Strictly, the only requirement for a model to be linear is that the relationship between the response variables, \(Y\), and any explanatory variables can be written in the form (1.2). No further specification of the joint distribution of \(Y_1, \ldots, Y_n\) is required. However, the linear model is more useful for statistical analysis if we can make three further assumptions:

  1. \(Y_1, \ldots, Y_n\) are independent random variables.
  2. \(Y_1, \ldots, Y_n\) are normally distributed.
  3. \(\var(Y_1)=\var(Y_2)=\cdots =\var(Y_n)\) (\(Y_1, \ldots, Y_n\) are homoscedastic). We denote this common variance by \(\sigma^2\)

With these assumptions the linear model completely specifies the distribution of \(Y\), in that \(Y_1, \ldots, Y_n\) are independent and \[ Y_i\sim N\left(x_i^T\beta\; ,\;\sigma^2\right)\qquad i = 1, \ldots, n . \] Another way of writing this is \[ Y_i=x_i^T\beta\;+\;\epsilon_i\qquad i = 1, \ldots, n \] where \(\epsilon_1, \ldots, \epsilon_n\) are i.i.d. N\((0,\sigma^2)\) random variables.

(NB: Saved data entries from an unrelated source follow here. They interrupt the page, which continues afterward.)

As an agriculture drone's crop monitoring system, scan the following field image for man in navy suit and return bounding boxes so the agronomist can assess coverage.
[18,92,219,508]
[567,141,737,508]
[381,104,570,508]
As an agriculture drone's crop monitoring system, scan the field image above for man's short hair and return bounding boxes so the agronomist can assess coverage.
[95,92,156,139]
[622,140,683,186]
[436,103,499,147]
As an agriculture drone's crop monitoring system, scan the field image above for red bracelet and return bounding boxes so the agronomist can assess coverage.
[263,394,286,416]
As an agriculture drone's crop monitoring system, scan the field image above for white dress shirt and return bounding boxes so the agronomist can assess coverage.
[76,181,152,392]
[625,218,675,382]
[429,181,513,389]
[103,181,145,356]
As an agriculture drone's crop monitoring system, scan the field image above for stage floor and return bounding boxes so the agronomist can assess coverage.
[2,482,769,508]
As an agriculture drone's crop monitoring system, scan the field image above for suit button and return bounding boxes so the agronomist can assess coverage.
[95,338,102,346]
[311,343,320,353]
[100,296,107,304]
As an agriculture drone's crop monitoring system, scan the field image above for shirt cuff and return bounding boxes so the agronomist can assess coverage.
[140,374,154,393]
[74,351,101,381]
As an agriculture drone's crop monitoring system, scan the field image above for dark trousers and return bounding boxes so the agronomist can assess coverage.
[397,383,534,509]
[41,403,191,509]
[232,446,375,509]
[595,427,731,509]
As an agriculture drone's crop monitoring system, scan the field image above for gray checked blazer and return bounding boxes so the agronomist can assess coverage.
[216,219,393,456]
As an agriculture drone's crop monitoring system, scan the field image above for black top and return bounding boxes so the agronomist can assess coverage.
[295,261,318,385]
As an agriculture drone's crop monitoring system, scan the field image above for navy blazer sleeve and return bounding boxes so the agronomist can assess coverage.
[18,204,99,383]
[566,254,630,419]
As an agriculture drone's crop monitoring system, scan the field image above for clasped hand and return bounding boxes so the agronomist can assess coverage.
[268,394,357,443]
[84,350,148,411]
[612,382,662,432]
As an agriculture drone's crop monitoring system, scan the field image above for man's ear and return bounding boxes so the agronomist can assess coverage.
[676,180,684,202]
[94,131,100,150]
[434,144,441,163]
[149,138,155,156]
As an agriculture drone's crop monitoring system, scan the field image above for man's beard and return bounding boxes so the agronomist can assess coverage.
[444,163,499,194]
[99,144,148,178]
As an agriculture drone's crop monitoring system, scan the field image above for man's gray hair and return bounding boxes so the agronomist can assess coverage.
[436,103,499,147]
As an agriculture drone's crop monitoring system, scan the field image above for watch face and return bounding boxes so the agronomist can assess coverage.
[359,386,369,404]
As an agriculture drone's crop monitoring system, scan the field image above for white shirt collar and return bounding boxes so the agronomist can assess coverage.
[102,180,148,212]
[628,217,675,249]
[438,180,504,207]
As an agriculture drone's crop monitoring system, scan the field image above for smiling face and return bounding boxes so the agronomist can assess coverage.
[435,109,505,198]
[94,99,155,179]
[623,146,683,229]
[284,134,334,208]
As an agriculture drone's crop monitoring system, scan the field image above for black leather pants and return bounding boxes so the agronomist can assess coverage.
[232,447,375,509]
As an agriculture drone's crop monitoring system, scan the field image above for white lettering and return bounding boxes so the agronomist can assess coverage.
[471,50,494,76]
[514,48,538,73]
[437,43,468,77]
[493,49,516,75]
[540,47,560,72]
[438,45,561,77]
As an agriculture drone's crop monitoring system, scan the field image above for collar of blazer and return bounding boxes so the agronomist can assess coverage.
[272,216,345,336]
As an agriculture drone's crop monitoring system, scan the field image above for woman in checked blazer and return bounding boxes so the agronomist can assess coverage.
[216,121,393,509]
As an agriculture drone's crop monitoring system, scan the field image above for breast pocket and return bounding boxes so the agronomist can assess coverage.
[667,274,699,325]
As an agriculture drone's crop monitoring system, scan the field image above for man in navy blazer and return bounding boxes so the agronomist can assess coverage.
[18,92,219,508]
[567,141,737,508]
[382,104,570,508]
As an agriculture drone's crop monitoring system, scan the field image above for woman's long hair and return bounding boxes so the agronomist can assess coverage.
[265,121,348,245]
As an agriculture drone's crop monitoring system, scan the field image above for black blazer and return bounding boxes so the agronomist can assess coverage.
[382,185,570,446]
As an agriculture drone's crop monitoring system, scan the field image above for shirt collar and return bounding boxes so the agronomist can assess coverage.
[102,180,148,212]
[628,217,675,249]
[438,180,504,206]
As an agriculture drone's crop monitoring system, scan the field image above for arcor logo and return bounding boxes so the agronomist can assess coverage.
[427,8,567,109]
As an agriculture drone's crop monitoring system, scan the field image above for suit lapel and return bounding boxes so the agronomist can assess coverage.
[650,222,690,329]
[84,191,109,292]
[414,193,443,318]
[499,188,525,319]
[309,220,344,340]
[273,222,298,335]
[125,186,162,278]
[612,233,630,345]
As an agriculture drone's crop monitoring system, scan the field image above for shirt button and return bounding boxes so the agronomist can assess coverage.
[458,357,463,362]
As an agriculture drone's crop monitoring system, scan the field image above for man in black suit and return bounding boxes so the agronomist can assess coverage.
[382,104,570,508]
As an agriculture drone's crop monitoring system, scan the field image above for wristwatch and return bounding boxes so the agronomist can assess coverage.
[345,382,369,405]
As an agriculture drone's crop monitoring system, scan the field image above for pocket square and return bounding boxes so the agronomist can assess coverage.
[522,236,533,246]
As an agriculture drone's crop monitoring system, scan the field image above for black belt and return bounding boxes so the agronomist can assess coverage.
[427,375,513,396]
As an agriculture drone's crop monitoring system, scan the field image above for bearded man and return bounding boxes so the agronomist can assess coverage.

A linear model can now be expressed in matrix form as \[\begin{equation} Y=X\beta+\epsilon \tag{1.3} \end{equation}\] where \(\epsilon=(\epsilon_1, \ldots, \epsilon_n)^T\) has a multivariate normal distribution with mean vector \(0\) and variance covariance matrix \(\sigma^2I\), (because all \(\var(\epsilon_i)=\sigma^2\) and \(\epsilon_1, \ldots, \epsilon_n\) are independent implies all \(\cov(\epsilon_i,\epsilon_j)=0\)). It follows from (1.3) that the distribution of \(Y\) is multivariate normal with mean vector \(X\beta\) and variance covariance matrix \(\sigma^2I_n\), i.e. \(Y\sim\) N\((X\beta,\sigma^2I_n)\).